Aos 43 anos, falou à Casa da América Latina (CAL) sobre “As Reputações”, a sua mais recente obra e quarto romance (o primeiro desde que voltou à cidade natal, Bogotá). Numa prosa minimal e mordaz, Juan Gabriel Vásquez propõe, através da figura de um cartoonista que revisita os últimos 28 anos da sua vida, uma “meditação sobre a fragilidade da memória privada”, assente em factos históricos que relatam a memória coletiva colombiana.

Prémio da Real Academia Espanhola em 2014, traduzida para o português por Vasco Gato (Alfaguara, 2015), esta obra foi distinguida por decisão unânime pelo júri do Prémio Literário Casa da América Latina/ Grupo Lena 2016, composto por José Manuel Mendes, Maria Manuel Viana e Pedro Mexia. A CAL vai entregar, no dia 8 de julho, pelas 18h00, este galardão ao escritor colombiano, numa cerimónia realizada na nova sede desta associação em Lisboa (Av. da Índia, 110).
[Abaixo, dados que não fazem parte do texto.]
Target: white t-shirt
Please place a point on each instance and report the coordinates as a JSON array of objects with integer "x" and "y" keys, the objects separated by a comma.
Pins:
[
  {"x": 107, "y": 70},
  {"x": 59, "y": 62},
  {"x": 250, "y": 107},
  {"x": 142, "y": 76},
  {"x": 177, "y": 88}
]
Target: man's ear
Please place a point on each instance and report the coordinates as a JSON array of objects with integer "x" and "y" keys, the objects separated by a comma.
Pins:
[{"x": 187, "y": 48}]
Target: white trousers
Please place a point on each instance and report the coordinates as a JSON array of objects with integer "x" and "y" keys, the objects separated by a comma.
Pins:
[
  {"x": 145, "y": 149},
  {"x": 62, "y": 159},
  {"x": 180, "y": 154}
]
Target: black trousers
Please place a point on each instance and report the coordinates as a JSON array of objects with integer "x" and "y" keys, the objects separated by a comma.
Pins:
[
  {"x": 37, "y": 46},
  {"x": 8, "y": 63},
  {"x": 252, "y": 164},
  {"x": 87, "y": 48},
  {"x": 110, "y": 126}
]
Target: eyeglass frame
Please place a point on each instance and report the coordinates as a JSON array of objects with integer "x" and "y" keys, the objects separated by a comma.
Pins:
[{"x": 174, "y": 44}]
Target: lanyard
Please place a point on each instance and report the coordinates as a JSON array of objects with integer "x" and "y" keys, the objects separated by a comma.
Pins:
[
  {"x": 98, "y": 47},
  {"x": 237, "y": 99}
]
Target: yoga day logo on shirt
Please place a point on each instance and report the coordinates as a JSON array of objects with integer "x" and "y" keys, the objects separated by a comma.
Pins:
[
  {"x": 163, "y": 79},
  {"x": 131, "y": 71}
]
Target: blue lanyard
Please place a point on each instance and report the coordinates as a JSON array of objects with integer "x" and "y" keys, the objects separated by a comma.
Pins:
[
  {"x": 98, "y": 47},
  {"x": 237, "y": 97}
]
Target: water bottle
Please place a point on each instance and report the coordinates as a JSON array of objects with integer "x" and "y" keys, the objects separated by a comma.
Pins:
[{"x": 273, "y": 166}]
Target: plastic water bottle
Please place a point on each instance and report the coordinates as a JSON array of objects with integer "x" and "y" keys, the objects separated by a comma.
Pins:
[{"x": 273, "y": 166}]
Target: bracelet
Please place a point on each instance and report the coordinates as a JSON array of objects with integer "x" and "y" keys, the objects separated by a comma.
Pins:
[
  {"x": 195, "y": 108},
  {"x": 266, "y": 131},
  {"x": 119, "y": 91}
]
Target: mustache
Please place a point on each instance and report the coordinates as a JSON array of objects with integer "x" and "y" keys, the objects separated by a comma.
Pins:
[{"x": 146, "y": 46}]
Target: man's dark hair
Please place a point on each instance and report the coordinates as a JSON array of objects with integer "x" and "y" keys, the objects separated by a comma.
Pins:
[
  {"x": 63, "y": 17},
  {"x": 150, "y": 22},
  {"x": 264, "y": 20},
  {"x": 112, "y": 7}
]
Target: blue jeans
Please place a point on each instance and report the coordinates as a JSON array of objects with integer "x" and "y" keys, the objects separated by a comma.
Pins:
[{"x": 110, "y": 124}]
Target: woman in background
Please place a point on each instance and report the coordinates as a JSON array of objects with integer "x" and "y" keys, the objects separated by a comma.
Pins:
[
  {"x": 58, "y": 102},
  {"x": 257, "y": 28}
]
Que tipo de pesquisa ou contacto direto realizou no sentido de retratar o protagonista da obra [um caricaturista]? Esta realidade já lhe era de alguma forma familiar?

Não, não me era nada familiar. Sempre fui leitor das caricaturas políticas: desde pequeno cresci rodeado de livros de Ricardo Rendón, o grande caricaturista dos anos 20, e de Héctor Osuna, um dos mais importantes das últimas décadas. Mas o ofício em si era-me completamente desconhecido. Para construir o personagem de Javier Mallarino fiz o mesmo que faço em todos os meus romances: ser jornalista. Visitei e entrevistei longamente vários caricaturistas, em particular dois: o colombiano Vladdo e o espanhol Andrés Rábago, “El Roto”. Dedicaram-me tempo e revelaram-me segredos, maneiras de ver o mundo e métodos de trabalho que acabaram por construir a minha personagem fictícia.

A abordagem do livro à temática do poder e importância da “reputação” é algo com que se identifica como escritor? Existe uma responsabilidade semelhante à de ser cronista/ caricaturista, no âmbito da criação literária?

A responsabilidade de um romancista é radicalmente distinta daquela que tem um jornalista de opinião. Comecemos por decidir o mais importante: não há ofícios mais opostos. O jornalista de opinião, caricaturista ou cronista parte de uma certeza e esmera-se por dar uma resposta. O romancista, em contrapartida, escreve a partir das suas incertezas, suas dúvidas, suas ignorâncias, e não quer responder, mas sim, fazer as melhores perguntas possíveis. Para mim, a responsabilidade do romancista consiste simplesmente em iluminar um lugar da experiência humana que antes estava obscuro para os leitores: em ampliar o nosso conhecimento da condição humana, e, se possível, ampliar também o território do que o romance pode fazer.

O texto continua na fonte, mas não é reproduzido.